After her 23-year-old son was sentenced Friday to more than three years in jail for a 20-day episode involving drugs, burglary, auto theft and a 100-plus mph car chase, an Albemarle County mother has a message for others.
"I want to call out the youth to stay away from drugs," Sylvia Lopez told The Daily Progress through a Spanish-to-English translator.
Lopez expressed gratitude to police and court personnel, she said, for "rescuing" her son, Carlos Alfredo Dupon-Lopez.
Albemarle Circuit Judge Cheryl Higgins sentenced Dupon-Lopez to an active sentence of three years and four months with more than 45 years suspended. He has pleaded guilty to eight charges, including eluding police, drug possession, burglary and grand auto larceny.
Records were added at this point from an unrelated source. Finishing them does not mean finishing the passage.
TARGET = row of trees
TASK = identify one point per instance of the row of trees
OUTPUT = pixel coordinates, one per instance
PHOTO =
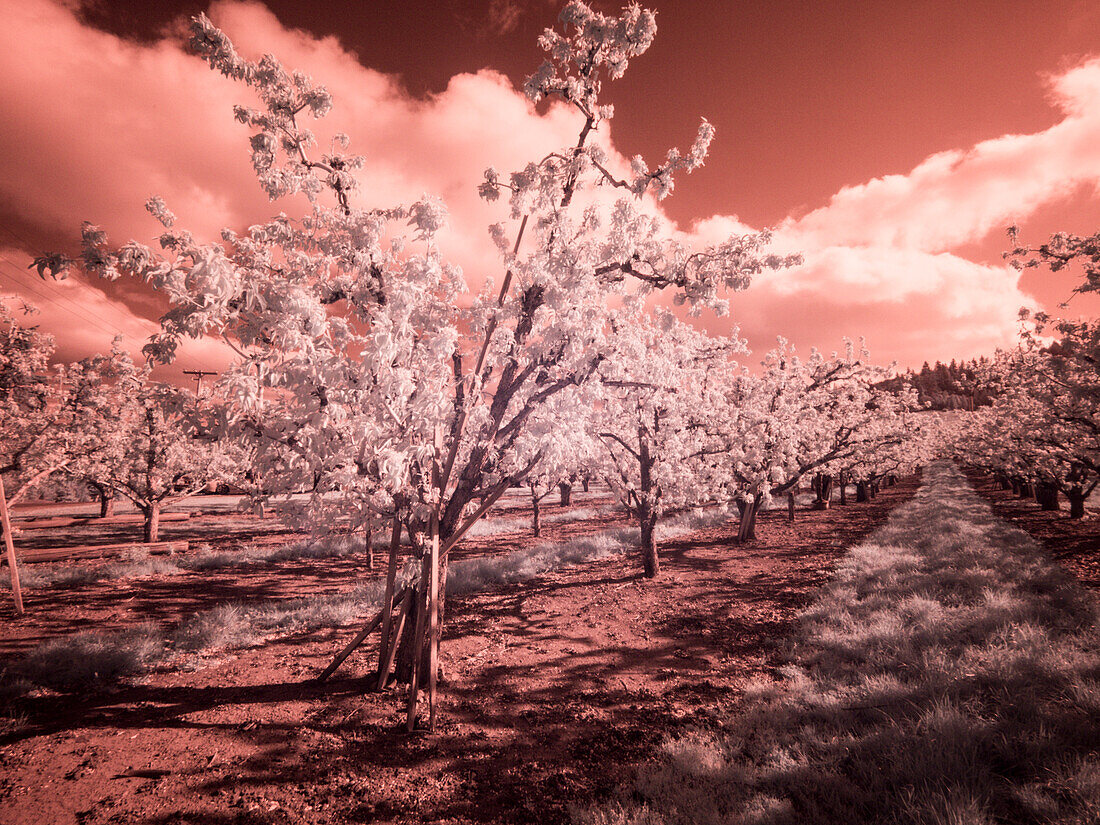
(372, 375)
(100, 424)
(1042, 433)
What the prosecutor called a "rampage" and a "drug-fueled crime spree" neared its end on the night of May 17, 2022. That evening, Dupon-Lopez allegedly entered a home, found a set of car keys, and drove off with a 2020 Honda.
Later that night, a state trooper clocked the vehicle going 88 mph in a 65 mph zone on Interstate 64, according to prosecutor Richard Farley. The pursued vehicle reached a speed of 103 mph and then attempted to elude the trooper by driving through a rest area at 80 mph, Farley said.
"Then he slams his brakes," said Farley, asserting that the driver then crossed the median and began heading the wrong way on the highway.
"At that point, the trooper called off the pursuit," said Farley. "Thankfully, nobody was killed."
Investigators quickly found the car wrecked in a ditch with methamphetamine inside, according to court documents, but the driver was gone. A tracking dog was summoned but grew tired before finding the driver, Farley said.
The next morning, however, a Crozet-area homeowner discovered Dupon-Lopez asleep on their front porch, Farley told the court. Investigators found not only stolen items in the wrecked Honda, but now they had a suspect for multiple unsolved cases in jurisdictions including Charlottesville and Madison County.
"It was a reign of terror, and there has to be consequences," Farley told the judge.
Defense attorney Mike Hallahan, however, downplayed the situation, including the allegation of wrong-way driving.
"It was a U-turn made in a ditch, so it probably didn’t affect any other vehicles," said Hallahan.
Urging lenience, Hallahan noted that by all accounts Dupon-Lopez cooperated with investigators and took responsibility for his crimes, something that his client indicated when the judge asked if he had anything to say.
"I just want to apologize to society and to the community," he said through an interpreter, noting that drugs were his downfall.
"I’m not excusing what I did," he continued. "I just know that I wouldn’t have done it without the drugs."
Through the interpreter, he told the court that he has a 2-year-old daughter and has completed his GED, a graduation equivalency diploma, during the 16 months he’s been at the Albemarle-Charlottesville Regional Jail.
"Both counsel make very good points," said Higgins.
"Mr. Farley is correct; it was somewhat of a reign of terror on the community," she continued. "However, as Mr. Hallahan points out, his client is young and did take responsibility."
The three years and four months sentence that Higgins chose was above the midpoint but below the maximum recommendation in the sentencing guidelines. Higgins also imposed two years of probation, ordered about $2,900 in restitution, and mandated that Dupon-Lopez remain on good behavior for 45 years.
Testifying as his sole sentencing witness, his mother said Dupon-Lopez will have a good job with her older son’s painting company waiting for him when he is freed and that she’d make sure he steers clear of drugs and other trouble.
"I already told him," she warned, "that I myself would turn him in."